Voici comment fonctionne la stratégie de soin :
- Vasoconstricteurs : Administration de terlipressine (par exemple 1 mg toutes les 4-6 heures) pour resserrer les vaisseaux abdominaux dilatés et ramener le sang vers les reins.
- Support volémique : Infusion d'albumine (1 g/kg le premier jour) pour soutenir la pression artérielle effective.
- Éviter les toxiques : Arrêt immédiat de tout médicament néphrotoxique.
Dans le cadre du Type 2, l'approche diffère légèrement. Si l'ascite reste réfractaire malgré les diurétiques maximaux, un pontage portosystémique transjugulaire (TIPS) peut être envisagé. Cette procédure crée une dérivation dans le foie pour réduire l'hypertension portale. Elle permet une récupération rénale chez 60 à 70 % des patients, mais comporte des risques non négligeables, comme l'encéphalopathie hépatique (confusion mentale due à l'accumulation de toxines).
Malheureusement, ces traitements sont des mesures palliatives.

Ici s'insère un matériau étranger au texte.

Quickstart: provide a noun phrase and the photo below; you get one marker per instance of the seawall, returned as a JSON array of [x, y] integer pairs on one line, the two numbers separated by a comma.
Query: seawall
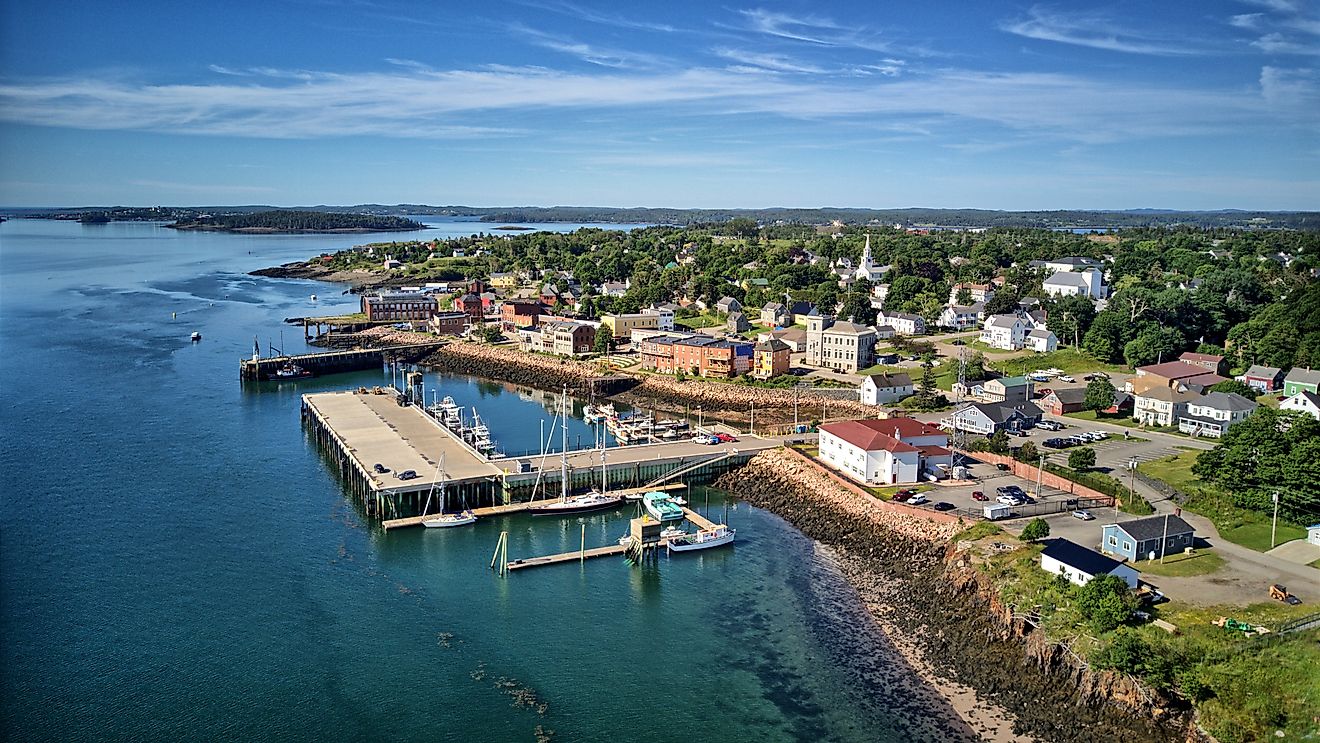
[[914, 580]]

La seule solution curative durable reste la Transplantation hépatique Remplacement chirurgical du foie malade par un foie sain.. Sans greffe, les perspectives sont sombres. Les statistiques montrent que 1 an après un Type 1 traité médicalement, seuls environ 39 % des patients survivent. Avec une greffe réussie, ce chiffre grimpe à plus de 70 %. C'est pourquoi l'inscription urgente sur une liste d'attente est recommandée dès l'apparition du syndrome, indépendamment de la réponse au traitement initial.
Mises à garde importantes sur l'accès aux soins
Il est impératif de mentionner que l'accès à ces traitements varie considérablement selon les pays. Aux États-Unis, la FDA a approuvé la terlipressine pour cet usage en décembre 2022, mais elle reste onéreuse (coût élevé d'un traitement complet). Dans de nombreux endroits, y compris certaines régions d'Europe, l'usage est basé sur des protocoles « hors AMM » (off-label), ce qui peut entraîner des blocages administratifs ou des refus d'assurance. Selon les rapports récents, presque 40 % des familles font face à des obstacles financiers pour obtenir ces thérapies vasculaires vitales.

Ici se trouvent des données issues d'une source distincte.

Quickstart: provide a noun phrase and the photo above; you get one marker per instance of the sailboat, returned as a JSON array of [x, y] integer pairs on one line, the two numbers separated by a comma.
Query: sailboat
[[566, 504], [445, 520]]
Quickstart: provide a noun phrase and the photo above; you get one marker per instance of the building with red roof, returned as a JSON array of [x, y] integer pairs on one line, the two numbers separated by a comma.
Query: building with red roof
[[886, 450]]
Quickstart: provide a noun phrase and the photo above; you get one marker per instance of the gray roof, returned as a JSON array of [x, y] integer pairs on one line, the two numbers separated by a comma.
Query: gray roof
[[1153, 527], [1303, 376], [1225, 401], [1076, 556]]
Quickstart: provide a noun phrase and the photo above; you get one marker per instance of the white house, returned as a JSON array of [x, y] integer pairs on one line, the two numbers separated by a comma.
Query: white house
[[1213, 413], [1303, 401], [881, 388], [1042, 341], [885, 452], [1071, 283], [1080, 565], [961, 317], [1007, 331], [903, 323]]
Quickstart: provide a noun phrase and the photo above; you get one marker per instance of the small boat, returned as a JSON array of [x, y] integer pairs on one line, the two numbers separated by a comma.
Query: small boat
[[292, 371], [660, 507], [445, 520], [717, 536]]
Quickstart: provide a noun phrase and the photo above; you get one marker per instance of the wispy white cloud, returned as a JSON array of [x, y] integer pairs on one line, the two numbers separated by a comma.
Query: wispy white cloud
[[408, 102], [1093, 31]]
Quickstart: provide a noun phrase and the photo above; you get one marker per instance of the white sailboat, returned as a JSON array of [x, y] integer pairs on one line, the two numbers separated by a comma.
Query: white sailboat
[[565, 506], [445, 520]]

L'évolution des années à venir pourrait changer cette donne. De nouvelles molécules et biomarqueurs (comme la NGAL urinaire) sont à l'étude pour détecter le syndrome beaucoup plus tôt, avant même que les reins ne soient gravement touchés. Cependant, pour aujourd'hui, la surveillance clinique rapprochée et l'éducation des familles concernant les signes avant-coureurs (diminution de la production d'urine, confusion mentale) restent la meilleure prévention disponible.
Le syndrome hépatorenel guérit-il sans transplantation ?

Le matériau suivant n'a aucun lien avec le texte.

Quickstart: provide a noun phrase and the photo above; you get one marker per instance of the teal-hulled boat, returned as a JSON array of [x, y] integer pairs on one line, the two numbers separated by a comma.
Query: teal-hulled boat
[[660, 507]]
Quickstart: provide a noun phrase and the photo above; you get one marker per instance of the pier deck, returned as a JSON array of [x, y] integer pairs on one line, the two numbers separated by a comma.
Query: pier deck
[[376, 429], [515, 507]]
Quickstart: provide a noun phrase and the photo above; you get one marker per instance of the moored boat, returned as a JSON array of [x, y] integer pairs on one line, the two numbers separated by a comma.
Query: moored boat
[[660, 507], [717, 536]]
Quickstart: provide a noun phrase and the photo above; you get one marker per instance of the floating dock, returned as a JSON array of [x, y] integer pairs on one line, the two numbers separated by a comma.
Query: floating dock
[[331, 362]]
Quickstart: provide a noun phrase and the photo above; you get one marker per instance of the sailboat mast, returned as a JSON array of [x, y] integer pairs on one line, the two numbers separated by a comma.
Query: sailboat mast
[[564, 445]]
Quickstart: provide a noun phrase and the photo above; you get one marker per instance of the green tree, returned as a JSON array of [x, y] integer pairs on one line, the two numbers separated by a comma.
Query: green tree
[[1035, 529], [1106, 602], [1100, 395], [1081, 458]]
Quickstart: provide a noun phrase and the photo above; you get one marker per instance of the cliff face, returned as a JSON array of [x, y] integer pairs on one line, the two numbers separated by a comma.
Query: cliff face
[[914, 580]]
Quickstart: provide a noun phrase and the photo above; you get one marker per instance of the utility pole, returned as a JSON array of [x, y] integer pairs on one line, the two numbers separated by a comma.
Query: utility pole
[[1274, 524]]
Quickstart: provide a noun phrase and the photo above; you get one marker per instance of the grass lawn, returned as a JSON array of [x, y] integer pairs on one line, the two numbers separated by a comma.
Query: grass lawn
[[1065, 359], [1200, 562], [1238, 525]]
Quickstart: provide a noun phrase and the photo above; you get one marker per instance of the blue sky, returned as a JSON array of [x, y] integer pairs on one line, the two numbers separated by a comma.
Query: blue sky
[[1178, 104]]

Dans de rares cas, une réponse complète peut être obtenue avec la terlipressine, mais le risque de rechute est élevé. À long terme, sans greffe, le pronostic vital reste réservé en raison de la cause sous-jacente : la maladie du foie continue.
Quels sont les premiers symptômes à surveiller chez un proche cirrhotique ?
Surveillez principalement la baisse drastique de l'émission d'urine (polyurie), une confusion mentale soudaine, des troubles de la conscience ou un gonflement accru de l'abdomen malgré le traitement diététique.
Peut-on prévenir ce syndrome chez les patients atteints de cirrhose ?
Oui, en traitant agressivement les infections (comme la péritonite bactérienne spontanée) et en évitant les médicaments toxiques pour les reins. Une vigilance accrue lors de saignements digestifs est aussi cruciale.
Pourquoi les diurétiques sont-ils arrêtés lors du diagnostic ?
Les diurétiques aggravent la rétention sodée et la déshydratation relative des vaisseaux. Pour confirmer le diagnostic de SH, on doit prouver que les reins ne réagissent pas même si on supprime ces médicaments pendant 48h.
Quelle est la différence entre l'insuffisance rénale aiguë classique et le SH ?
L'insuffisance rénale classique est souvent due à des dommages directs sur les reins (tubules nécrosés). Dans le SH, le rein est anatomiquement intact mais ne reçoit pas assez de sang à cause de problèmes circulatoires liés au foie.